4 min read

What is Testing?

I figured for the first post on this blog, I’d start with a deceptively simple question. “What is testing” is a question that sounds relatively simple on the surface, but relies largely on intuitive understandings. I’ve worked and studied software testing for a few years now, and I commonly see even experienced testers fail to give a solid answer to this question. I find this fascinating, that so many people can work in a vital part of the software development cycle, and yet be unable to define it. Those that can give a definition often give definitions that contradict their peers. So perhaps it’s foolish of me to try to define it, but I think at least discussing it brings me closer to understanding: and surely understanding testing is a step towards mastery.

Testing is, simply put, an effort to measure something against specific attributes of quality. You'll notice this definition is vague almost to the point of uselessness, and I think that's an important feature of testing. Without defining your quality attributes and means of measurement, testing is useless. This is one thing I think is lacking in a lot of newer software testers, this idea that they first need to actually articulate what they're trying to measure. "Make sure the software is correct" seems like a simple enough task, but what is correct? How do you know something is correct? These questions require at least some thought - and ideally those thoughts should be documented.

For some software, the bar for one quality attribute might be much lower - usually at the trade-off of a higher quality attribute elsewhere. Maybe you have a low bar for performance because your security needs to be top notch. Maybe your functionality itself can be lacking because you have a high need for availability (i.e., the product has to ship now). Different areas of the same software can have different quality goals, and your first step in testing should be identifying these goals. I plan to write up a longer blog post on this topic later, but for now it should be sufficient to say that the first step of testing is identifying our goals.

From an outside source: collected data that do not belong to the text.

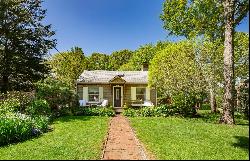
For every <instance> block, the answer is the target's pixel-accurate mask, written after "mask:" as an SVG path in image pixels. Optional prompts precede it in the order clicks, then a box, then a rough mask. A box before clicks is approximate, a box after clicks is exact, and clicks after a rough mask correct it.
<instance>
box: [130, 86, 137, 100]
mask: <svg viewBox="0 0 250 161" xmlns="http://www.w3.org/2000/svg"><path fill="white" fill-rule="evenodd" d="M131 100H136V87H131Z"/></svg>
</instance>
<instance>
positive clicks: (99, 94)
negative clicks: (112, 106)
mask: <svg viewBox="0 0 250 161" xmlns="http://www.w3.org/2000/svg"><path fill="white" fill-rule="evenodd" d="M102 100H103V87H99V101H102Z"/></svg>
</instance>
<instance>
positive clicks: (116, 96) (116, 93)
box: [113, 87, 121, 107]
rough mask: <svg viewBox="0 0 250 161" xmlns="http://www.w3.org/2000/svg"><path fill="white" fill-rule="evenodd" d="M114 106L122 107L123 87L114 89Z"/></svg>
mask: <svg viewBox="0 0 250 161" xmlns="http://www.w3.org/2000/svg"><path fill="white" fill-rule="evenodd" d="M113 94H114V106H115V107H121V87H114V92H113Z"/></svg>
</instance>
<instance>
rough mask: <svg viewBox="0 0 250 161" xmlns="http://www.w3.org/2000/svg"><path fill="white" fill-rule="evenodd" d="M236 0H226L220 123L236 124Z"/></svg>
mask: <svg viewBox="0 0 250 161" xmlns="http://www.w3.org/2000/svg"><path fill="white" fill-rule="evenodd" d="M234 4H235V1H234V0H225V1H224V3H223V5H224V16H225V41H224V81H225V84H224V99H223V113H222V115H221V118H220V123H225V124H234V123H235V122H234V88H235V87H234V84H235V83H234V50H233V47H234V46H233V33H234V29H233V20H234V19H233V18H234V16H233V15H234Z"/></svg>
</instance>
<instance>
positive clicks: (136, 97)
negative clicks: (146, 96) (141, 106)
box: [136, 87, 146, 101]
mask: <svg viewBox="0 0 250 161" xmlns="http://www.w3.org/2000/svg"><path fill="white" fill-rule="evenodd" d="M136 99H137V100H142V101H144V100H146V88H138V87H136Z"/></svg>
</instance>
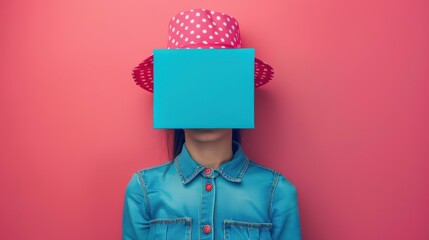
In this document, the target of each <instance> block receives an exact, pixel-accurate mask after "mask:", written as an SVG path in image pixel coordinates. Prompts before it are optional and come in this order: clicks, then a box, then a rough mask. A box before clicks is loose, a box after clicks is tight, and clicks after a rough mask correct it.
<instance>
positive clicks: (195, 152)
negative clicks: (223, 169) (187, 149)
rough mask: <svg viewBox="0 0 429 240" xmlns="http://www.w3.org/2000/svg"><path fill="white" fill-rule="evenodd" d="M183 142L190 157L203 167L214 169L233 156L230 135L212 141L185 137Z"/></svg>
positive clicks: (230, 158) (230, 138) (231, 144)
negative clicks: (199, 140) (202, 140)
mask: <svg viewBox="0 0 429 240" xmlns="http://www.w3.org/2000/svg"><path fill="white" fill-rule="evenodd" d="M185 144H186V148H187V149H188V151H189V154H190V155H191V156H192V158H193V159H194V160H195V161H197V162H198V163H199V164H200V165H202V166H204V167H210V168H213V169H216V168H218V167H219V166H220V165H222V163H224V162H227V161H229V160H231V159H232V157H233V150H232V138H231V136H230V137H229V138H225V139H221V140H218V141H213V142H199V141H193V140H192V139H186V141H185Z"/></svg>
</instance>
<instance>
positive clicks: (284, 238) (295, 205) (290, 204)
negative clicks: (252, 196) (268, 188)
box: [271, 173, 301, 240]
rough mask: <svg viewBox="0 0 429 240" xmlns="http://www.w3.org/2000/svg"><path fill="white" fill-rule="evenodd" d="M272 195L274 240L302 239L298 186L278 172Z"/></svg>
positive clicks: (291, 239) (299, 239)
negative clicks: (296, 186) (299, 211)
mask: <svg viewBox="0 0 429 240" xmlns="http://www.w3.org/2000/svg"><path fill="white" fill-rule="evenodd" d="M276 178H277V179H275V180H274V185H273V186H274V188H273V196H272V209H271V210H272V215H271V217H272V218H271V219H272V224H273V227H272V231H271V239H273V240H300V239H301V224H300V217H299V209H298V196H297V191H296V187H295V186H294V185H293V184H292V183H291V182H289V181H288V180H287V179H286V178H285V177H284V176H283V175H282V174H280V173H276Z"/></svg>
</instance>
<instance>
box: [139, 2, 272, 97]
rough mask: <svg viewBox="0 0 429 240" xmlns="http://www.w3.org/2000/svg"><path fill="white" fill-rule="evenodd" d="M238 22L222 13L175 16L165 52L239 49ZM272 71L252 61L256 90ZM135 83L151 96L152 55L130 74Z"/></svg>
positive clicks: (264, 62) (200, 12)
mask: <svg viewBox="0 0 429 240" xmlns="http://www.w3.org/2000/svg"><path fill="white" fill-rule="evenodd" d="M241 47H242V44H241V38H240V29H239V26H238V22H237V20H236V19H235V18H234V17H232V16H229V15H226V14H224V13H222V12H215V11H210V10H207V9H204V8H201V9H192V10H188V11H184V12H180V13H178V14H177V15H176V16H174V17H173V18H172V19H171V20H170V23H169V30H168V43H167V48H168V49H170V48H176V49H179V48H184V49H189V48H198V49H201V48H241ZM273 75H274V71H273V68H272V67H271V66H270V65H268V64H267V63H265V62H264V61H262V60H259V59H257V58H255V87H260V86H262V85H264V84H266V83H268V81H270V80H271V79H272V78H273ZM133 78H134V82H136V84H137V85H139V86H140V87H142V88H143V89H145V90H147V91H149V92H153V54H152V55H151V56H149V57H147V58H146V59H145V60H144V61H143V62H141V63H140V64H139V65H138V66H137V67H135V68H134V70H133Z"/></svg>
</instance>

This is all very high-concept, so I'd like to bring it down with some example software. Let's take the classic To-Do app, every software developer's starting project. The software is simple, you can add elements to the list, remove them, and they get persisted in a database and displayed on the screen. What do we suppose our key quality attributes are here? In the ideal world we would say "It's all important! Test it all!", but good luck finding a company that will fund that effort. So, what matters most?

  • Functionality
    • Almost¹ always one of the most important quality attributes. When most people think of testing, functional testing is the first thing to come to mind. This can be further broken down into correctness, capability, security, reusability, etc. but that's a topic for another day.
  • Accessibility
    • This one is often important, but for a small simple app we likely don't need a huge amount of effort here.
  • Performance
    • This is a hard attribute to lock down - it really depends on our expected load and uptime requirement. If we expect millions of users with 99.999% uptime, this becomes a huge priority. Otherwise, probably pretty low. In our example, we probably don't spend long on this attribute.
  • Compatibility
    • This one is easy for us - we're in browser and we aren't doing anything fancy, so we should get this for free. Just some basic checks to ensure we aren't using JS that isn't fully browser available. This gets much harder with standalone software, or embedded software 😱.

This is not an exhaustive list, nor is it a comprehensive detailing of reasoning for the quality attributes. It's simply a handful of attributes that I think will be useful for demonstration.


Once we have our quality attributes defined, we can start to assess how to actually test the software. Each of these quality attributes is different and so may need a separate approach to assess them. In general, we have two categories of testing approaches, automated testing and manual testing. For this blog post, I won't go into detail about what those are (each of those are deep topics in their own right), and will simply use them to illustrate my point.

Let's take our quality attributes again, along with how much effort we expect to spend on them:

  • Functional
    • Effort: high
    • Style: automated
      • We can cover this easily in unit and integration tests. Some E2E workflows might be overkill for an app of this size, but can give us some benefits in other areas.
  • Accessibility
    • Effort: medium
    • Style: manual
      • Automated accessibility testing is certainly possible, but it's complex and inconsistent. For an app of this size, manual passes should be sufficiently simple.
  • Performance
    • Effort: low
    • Style: automated and manual
      • To assess behavior under heavy loads we will almost certainly need to include some automation, however we can also measure lots of browser performance indicators manually with Google Lighthouse.
  • Compatibility
    • Effort: low or medium
    • Style: automated or manual
      • If we created functional E2E tests, we can reuse those with different browsers to verify compatibility. If not, we can also do this manually - the software is small enough to test all major browsers in an hour or two.

That's what testing is! Of course, there's still implementation to go (and I will cover that in another post), but once you've gotten here you've built an important foundation - this exercise helps guide testing for the entire duration of the project. There might be changes in the plan as business needs progress, but only by having a documented record of how your quality attributes have shifted can you adequately assess the impact of those changes.

This is also not specific to software! Although I have used software as my example, fundamentally the process works for anything you need to test. As long as you can identify what quality means (i.e. what your quality attributes are), you can - and should - create tests to verify the quality.


¹ - I have been on several projects where functional quality gets hamstrung at the cost of the software shipping sooner. It's a very common occurrence, and I prefer to see it as sacrificing functionality for another attribute (often stability, demonstrability, or affordability).